Coasting With the Blues

Nick Moss (left) and Dennis Gruenling get it going on Get Your Back Into It!

 

By David McGee


 

GET YOUR BACK INTO IT!

The Nick Moss Band

Alligator Records (2023 release)

 

From Pierce Downer’s adrenaline-fueled drum roll kicking off the festivities in “The Bait in the Snare” to the robust twang of Nick Moss’s twangy surf guitarand guest Gordon Beadle’s wailing sax driving the instrumental album closer, “Scratch ‘N’ Sniff,” the Nick Moss Band featuring harmonica master Dennis Gruenling returns in merciless fashion on Get Your Back Into It! With unflagging energy, the band roars through blues touching down in Chicago, Texas and West Coast styles over the course the dozen Moss and two Gruenling originals comprising one of the Moss band’s finest long players in recent years. East, West and in between, it all sounds right and righteous in the extreme.

‘Choose Wisely,’ The Nick Moss Band featuring Dennis Grueling, from Get Your Back Into It!

‘Living in Heartache,’ The Nick Moss Band featuring Dennis Grueling, from Get Your Back Into It!

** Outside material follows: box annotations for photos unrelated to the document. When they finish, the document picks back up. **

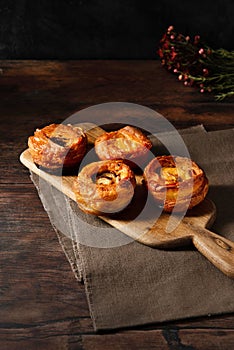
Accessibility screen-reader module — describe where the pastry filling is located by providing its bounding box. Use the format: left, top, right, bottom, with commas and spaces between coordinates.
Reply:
160, 166, 191, 184
50, 137, 68, 147
96, 172, 118, 186
114, 137, 139, 152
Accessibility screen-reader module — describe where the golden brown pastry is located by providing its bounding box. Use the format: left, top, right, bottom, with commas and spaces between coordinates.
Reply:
144, 156, 208, 212
95, 126, 152, 166
28, 124, 87, 170
73, 160, 136, 215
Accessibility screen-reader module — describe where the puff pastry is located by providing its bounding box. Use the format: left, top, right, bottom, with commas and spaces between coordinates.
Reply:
95, 126, 152, 166
144, 156, 208, 212
28, 124, 87, 170
73, 160, 136, 215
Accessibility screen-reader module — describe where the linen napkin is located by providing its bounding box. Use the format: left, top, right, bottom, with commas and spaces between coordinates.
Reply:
31, 128, 234, 330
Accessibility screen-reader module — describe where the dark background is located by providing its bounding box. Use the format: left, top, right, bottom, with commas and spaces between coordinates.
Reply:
0, 0, 234, 59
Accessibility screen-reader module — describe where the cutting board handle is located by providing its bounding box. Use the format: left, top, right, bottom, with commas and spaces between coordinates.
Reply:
189, 225, 234, 278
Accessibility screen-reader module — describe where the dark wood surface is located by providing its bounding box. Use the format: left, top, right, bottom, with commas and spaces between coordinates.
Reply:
0, 61, 234, 350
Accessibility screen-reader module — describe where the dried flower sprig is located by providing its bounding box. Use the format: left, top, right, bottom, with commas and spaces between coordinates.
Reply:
158, 26, 234, 100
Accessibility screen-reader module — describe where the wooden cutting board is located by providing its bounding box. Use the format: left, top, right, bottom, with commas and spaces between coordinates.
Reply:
20, 123, 234, 278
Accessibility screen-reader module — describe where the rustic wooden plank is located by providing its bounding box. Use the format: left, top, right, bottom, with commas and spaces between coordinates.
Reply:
82, 328, 233, 350
0, 61, 234, 350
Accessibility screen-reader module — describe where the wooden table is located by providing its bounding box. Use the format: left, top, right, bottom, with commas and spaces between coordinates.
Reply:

‘Scratch ‘N’ Sniff,’ The Nick Moss Band featuring Dennis Grueling, from Get Your Back Into It!

The hard charging jump of “The Bait in the Snare” finds Moss offering guidelines on avoiding corrosive temptations as he and Gruenling underscore the message’s urgency with searing solos. Hitting a Texas groove on “Choose Wisely,” Taylor Streiff sets a honky-tonk vibe to work on piano, Beadle roars on sax, and Gruenling wails on harp as Moss emphatically declares: “You can change your course/or live a life of remorse…” Gritty and raw quintessential Chicago blues comes in the form of “Living in Heartache,” which is actually more upbeat than the title or the grinding, razor-edge guitar and harp work would let on, with Moss delivering comforting, supportive sentiments to a forlorn lover even as Gruenling wails like the bastard son of Little Walter in high dudgeon. For a humorous detour, dig “It Shocks Me Out,” a roaring tribute to the band’s stalwart bass man, Brazil native Rodrigo Mantovani, who earns effusive praise from an energetic Moss that inspires a couple of succinct, slapping bass solos in stop-time passages. Apart from the messaging herein, the band further change course, without remorse, on the aforementioned surf instrumental and another, “Out of the Woods,” led by John Kattke’s robust organ and Beadle’s honking sax on a jubilant jump blues reminiscent of late ‘40s-early ‘50s small combo workouts. Louis Jordan would love it, so why not you?